Weil Gotshal & Manges’ London capital markets partner Peter Schwartz has scored lead roles advising on a trio of international high-yield bonds.
London-based capital markets partner Peter Schwartz led the US firm advising Amsterdam-based investment company HAL Holdings on its €300m (£271.65m) bond issuance for eyewear manufacturer Safilo.
The issuer drafted in Linklaters to advise on the deal, with banking partner Alex Naidenov leading a team for the magic circle firm. Paul Hastings Janofsky & Walker Milan-based partner Bruno Cova advised the bondholders on the deal.
Schwartz also led a team advising underwriters Citi and Deutsche Bank on an $870m high-yield bond issuance for the Central European Distribution Corporate (CEDC). As part-owner of Russian Alcohol Group, CEDC will be using the proceeds of the deal to acquire the rest of the company from private equity house Lion Capital.
Dewey & LeBoeuf London partner Steve Horvath and New York partner Frank Adams led a 40-lawyer team across the firm’s international network advising longstanding client CEDC on the deal.
Dewey has a longstanding relationship with CEDC. Last year The Lawyer reported on Dewey and Weil advising CEDC and Lion Capital respectively on the latter’s $600m (£525.1m) acquisition of Russian Alcohol Group (23 May 2008).
Horvath said: “This is really the kind of deal that only a few firms can advise on because of its international focus. We’d a very large team advising on this and there are still elements of the deal ongoing.”
In the third high-yield deal, Schwartz advised Polish television broadcaster TVN on a €405m bond issuance. Simpson Thacher & Bartlett London head Greg Conway advised underwriting banks Nomura and JPMorgan.

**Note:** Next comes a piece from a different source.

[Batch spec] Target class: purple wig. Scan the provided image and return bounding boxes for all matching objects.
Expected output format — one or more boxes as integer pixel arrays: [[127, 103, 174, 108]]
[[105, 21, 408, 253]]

The deals come at a time when legal and financial commentators are expecting a surge in the high-yield market as companies seek alternative methods of refinancing while bank debt remains hard to come by.
Schwartz said: “There’s a lot of hope for the European market and we’ve seen quite a bit of movement in the market. It’s definitely early days, but we’re quite optimistic about opportunities for the high-yield market.”